One of the primary differences is the way data is stored. SQL databases store data in tables with rows and columns, making them ideal for complex queries and transactions. NoSQL databases store data in various formats, such as key-value pairs, documents, graphs, or wide-column stores, allowing for more flexibility in handling different types of data.

SQL databases are vertically scalable, meaning they can be scaled up by increasing the hardware capacity (CPU, RAM, SSD) of a single server. NoSQL databases are horizontally scalable, meaning they can be scaled out by adding more servers to the database cluster.

Transactions in SQL databases are ACID (Atomicity, Consistency, Isolation, Durability) compliant, ensuring reliable transactions and data integrity. NoSQL databases often follow the BASE (Basically Available, Soft state, Eventual consistency) model, providing high availability and scalability at the cost of immediate consistency.

SQL databases are suitable for applications that require complex queries, multi-row transactions, and consistency, such as banking systems, CRM, and ERP systems. NoSQL databases are ideal for applications that handle large volumes of unstructured data, need scalability, and can tolerate eventual consistency, such as social networks, real-time analytics, and IoT applications.

SQL databases use a fixed schema, which means the structure of the data is defined before any data can be inserted. Changes to the schema can be complex and disruptive. NoSQL databases offer a dynamic schema, allowing for easy modifications and accommodating evolving data structures.

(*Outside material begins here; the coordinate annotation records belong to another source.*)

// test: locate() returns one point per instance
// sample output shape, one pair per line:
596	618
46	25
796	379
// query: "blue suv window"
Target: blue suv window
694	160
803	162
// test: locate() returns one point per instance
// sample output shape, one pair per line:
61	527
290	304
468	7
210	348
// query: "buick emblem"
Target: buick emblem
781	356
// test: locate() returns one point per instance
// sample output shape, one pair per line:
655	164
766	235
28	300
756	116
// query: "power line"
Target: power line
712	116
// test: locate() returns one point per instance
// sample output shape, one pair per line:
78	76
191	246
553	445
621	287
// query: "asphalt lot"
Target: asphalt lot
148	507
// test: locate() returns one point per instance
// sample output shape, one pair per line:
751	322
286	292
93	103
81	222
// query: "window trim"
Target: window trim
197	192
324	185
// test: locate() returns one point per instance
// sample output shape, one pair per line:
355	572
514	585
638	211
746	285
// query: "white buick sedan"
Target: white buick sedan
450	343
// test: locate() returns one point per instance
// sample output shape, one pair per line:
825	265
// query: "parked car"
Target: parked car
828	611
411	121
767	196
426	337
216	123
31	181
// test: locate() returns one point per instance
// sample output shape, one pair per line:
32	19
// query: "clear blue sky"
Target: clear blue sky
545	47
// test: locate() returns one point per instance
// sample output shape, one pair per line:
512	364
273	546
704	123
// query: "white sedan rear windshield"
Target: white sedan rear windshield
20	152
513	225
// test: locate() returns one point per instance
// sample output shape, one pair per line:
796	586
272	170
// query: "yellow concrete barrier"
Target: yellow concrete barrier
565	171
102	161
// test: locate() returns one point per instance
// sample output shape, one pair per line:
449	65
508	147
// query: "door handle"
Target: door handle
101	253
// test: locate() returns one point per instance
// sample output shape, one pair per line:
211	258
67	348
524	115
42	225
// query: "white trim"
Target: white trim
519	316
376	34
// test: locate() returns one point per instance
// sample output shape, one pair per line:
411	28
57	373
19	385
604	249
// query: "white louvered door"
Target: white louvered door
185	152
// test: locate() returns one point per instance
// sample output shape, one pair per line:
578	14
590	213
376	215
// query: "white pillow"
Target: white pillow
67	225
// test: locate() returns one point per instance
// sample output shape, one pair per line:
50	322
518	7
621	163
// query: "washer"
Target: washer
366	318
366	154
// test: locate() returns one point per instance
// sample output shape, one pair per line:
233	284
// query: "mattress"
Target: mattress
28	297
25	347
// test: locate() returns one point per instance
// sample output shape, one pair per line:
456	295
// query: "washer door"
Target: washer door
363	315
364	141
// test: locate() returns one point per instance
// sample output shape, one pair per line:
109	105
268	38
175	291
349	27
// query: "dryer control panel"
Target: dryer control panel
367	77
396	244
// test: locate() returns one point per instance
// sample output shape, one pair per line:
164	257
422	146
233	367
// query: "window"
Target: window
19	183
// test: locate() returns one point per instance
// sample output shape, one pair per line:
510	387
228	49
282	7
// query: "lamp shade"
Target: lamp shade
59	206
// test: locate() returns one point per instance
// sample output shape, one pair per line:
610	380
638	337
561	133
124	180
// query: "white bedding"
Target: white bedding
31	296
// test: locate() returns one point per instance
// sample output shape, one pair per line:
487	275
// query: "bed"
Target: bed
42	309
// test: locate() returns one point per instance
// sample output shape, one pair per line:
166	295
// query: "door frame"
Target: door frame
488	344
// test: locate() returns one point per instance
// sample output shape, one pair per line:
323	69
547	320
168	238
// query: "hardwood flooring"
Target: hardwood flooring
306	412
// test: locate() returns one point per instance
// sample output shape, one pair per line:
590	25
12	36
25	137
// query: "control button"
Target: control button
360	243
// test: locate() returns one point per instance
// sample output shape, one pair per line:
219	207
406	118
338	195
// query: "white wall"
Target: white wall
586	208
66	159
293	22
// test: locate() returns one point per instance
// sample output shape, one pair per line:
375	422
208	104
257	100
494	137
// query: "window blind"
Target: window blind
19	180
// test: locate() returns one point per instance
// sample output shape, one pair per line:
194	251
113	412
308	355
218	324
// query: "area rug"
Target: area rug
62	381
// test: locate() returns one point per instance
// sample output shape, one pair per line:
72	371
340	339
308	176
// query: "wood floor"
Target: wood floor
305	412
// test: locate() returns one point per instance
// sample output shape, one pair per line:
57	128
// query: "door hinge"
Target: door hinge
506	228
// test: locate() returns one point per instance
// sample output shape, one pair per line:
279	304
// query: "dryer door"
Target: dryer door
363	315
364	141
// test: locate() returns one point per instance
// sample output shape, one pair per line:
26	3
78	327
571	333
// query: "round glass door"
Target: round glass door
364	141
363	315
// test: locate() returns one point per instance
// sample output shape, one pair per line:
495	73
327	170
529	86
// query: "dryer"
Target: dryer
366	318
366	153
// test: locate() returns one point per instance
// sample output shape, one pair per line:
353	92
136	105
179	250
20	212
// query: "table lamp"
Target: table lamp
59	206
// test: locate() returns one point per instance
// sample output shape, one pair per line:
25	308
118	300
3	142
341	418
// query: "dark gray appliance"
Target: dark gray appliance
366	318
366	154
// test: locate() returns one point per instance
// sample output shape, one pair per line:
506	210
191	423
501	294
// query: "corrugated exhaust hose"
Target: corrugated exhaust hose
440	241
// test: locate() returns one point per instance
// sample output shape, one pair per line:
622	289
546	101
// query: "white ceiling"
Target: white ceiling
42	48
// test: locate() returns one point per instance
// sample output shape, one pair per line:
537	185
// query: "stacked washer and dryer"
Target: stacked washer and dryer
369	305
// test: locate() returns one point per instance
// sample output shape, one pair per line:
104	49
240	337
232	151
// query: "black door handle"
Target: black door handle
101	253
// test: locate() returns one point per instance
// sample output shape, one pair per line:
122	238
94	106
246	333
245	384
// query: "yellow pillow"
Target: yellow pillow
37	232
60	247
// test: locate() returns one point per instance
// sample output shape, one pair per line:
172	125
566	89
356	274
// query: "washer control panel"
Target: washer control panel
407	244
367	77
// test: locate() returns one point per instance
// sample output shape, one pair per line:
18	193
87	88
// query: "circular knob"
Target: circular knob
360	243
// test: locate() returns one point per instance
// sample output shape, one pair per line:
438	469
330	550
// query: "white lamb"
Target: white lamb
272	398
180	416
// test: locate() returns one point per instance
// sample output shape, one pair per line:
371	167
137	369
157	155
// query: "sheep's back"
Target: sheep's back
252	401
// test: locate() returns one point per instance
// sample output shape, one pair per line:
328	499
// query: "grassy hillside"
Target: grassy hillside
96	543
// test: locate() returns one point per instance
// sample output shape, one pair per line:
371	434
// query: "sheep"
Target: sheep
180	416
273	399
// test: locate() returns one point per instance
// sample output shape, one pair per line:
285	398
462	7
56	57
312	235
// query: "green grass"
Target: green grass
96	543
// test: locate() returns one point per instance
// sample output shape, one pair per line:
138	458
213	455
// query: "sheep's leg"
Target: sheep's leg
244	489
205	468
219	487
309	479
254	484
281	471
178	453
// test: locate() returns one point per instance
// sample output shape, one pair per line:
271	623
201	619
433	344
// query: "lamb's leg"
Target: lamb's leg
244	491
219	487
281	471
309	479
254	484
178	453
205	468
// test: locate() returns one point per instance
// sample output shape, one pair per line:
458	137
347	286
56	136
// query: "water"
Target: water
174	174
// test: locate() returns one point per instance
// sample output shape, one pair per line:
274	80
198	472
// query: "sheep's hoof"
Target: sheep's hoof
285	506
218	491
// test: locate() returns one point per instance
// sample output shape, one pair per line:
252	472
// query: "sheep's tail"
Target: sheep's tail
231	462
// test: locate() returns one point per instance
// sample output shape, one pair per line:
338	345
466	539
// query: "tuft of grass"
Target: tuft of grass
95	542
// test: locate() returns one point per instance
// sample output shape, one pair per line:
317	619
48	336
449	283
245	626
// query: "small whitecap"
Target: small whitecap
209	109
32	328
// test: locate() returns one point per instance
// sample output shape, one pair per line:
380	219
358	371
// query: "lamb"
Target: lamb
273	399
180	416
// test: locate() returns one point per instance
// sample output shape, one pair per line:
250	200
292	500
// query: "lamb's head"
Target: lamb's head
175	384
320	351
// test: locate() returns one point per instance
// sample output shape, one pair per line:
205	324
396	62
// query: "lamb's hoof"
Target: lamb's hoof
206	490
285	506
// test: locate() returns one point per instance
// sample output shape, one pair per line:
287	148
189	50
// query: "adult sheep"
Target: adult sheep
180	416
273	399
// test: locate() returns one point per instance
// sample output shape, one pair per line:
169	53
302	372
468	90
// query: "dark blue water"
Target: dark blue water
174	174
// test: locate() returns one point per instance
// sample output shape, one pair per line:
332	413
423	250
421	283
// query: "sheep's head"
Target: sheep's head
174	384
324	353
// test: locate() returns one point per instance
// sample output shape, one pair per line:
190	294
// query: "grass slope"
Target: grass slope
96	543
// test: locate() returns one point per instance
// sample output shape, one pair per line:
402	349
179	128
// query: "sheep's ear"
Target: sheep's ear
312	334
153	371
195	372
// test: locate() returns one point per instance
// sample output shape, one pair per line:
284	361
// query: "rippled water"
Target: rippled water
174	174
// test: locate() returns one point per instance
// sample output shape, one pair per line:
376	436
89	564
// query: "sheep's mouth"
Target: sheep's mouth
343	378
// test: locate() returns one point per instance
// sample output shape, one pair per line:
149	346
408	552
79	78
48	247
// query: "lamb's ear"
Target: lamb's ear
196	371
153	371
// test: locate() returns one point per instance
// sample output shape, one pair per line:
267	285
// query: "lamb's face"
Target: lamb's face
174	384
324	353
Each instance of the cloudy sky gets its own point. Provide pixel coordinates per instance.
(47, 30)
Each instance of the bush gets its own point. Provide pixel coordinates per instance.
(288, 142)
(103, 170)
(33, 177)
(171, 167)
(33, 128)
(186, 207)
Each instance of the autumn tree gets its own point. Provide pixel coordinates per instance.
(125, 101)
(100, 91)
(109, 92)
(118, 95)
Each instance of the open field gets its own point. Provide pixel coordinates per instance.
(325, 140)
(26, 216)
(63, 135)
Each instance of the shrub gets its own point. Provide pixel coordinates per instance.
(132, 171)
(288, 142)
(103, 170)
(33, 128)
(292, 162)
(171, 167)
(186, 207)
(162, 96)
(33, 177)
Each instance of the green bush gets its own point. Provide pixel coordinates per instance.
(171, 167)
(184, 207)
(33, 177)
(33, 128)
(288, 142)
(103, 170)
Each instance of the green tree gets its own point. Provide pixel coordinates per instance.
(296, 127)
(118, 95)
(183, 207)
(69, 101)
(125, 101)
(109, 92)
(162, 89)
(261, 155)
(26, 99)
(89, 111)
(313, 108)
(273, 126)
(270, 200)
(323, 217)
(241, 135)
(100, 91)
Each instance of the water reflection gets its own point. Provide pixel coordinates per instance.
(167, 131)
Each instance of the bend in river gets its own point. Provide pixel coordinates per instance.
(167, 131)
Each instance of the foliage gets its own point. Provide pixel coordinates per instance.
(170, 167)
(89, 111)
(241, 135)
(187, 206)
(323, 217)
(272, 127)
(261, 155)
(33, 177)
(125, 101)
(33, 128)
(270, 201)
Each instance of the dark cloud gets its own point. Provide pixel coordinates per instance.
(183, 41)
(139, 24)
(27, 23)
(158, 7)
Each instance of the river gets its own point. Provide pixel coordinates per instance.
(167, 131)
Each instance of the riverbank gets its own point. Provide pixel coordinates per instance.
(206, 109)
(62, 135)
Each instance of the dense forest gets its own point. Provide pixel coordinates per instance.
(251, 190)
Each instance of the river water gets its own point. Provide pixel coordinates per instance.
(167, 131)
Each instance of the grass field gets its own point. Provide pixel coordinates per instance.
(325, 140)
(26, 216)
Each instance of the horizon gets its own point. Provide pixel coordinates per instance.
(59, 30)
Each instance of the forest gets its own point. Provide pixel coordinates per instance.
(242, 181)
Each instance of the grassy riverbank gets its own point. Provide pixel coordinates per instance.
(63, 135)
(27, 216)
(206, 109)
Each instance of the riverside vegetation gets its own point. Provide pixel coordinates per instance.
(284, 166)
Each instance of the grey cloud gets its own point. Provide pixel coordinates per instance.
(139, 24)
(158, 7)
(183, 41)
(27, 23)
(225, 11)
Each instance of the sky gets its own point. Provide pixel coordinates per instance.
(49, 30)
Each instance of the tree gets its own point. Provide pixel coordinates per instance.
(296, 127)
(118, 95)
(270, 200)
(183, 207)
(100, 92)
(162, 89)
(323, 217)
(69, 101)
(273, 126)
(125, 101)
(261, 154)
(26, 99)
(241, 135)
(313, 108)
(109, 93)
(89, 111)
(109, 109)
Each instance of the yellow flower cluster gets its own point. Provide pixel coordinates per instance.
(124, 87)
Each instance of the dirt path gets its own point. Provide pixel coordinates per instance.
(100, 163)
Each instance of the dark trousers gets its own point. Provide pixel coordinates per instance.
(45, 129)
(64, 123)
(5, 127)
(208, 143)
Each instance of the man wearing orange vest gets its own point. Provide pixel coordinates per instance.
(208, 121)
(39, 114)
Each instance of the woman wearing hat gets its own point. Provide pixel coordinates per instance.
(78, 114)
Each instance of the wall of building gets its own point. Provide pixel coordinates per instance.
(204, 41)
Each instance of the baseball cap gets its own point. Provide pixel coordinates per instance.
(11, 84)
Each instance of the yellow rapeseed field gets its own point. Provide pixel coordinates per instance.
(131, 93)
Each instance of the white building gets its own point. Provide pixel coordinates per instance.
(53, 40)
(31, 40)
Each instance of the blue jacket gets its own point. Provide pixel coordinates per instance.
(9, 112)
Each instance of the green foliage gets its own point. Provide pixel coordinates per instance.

The query language is another differentiator. SQL databases use SQL for querying and managing data, which is standardized and widely known. NoSQL databases may use different query languages or APIs specific to the database type, such as MongoDB's query language for document-based queries or Cassandra Query Language (CQL) for wide-column stores.

Data integrity and normalization are central to SQL databases, which emphasize eliminating data redundancy and ensuring data relationships through foreign keys. NoSQL databases often denormalize data to optimize read performance and speed, which can lead to data duplication.

In summary, SQL and NoSQL databases serve different purposes and are chosen based on the specific needs of the application. SQL databases are preferred for structured data and complex queries, while NoSQL databases are favored for their flexibility, scalability, and ability to handle unstructured data.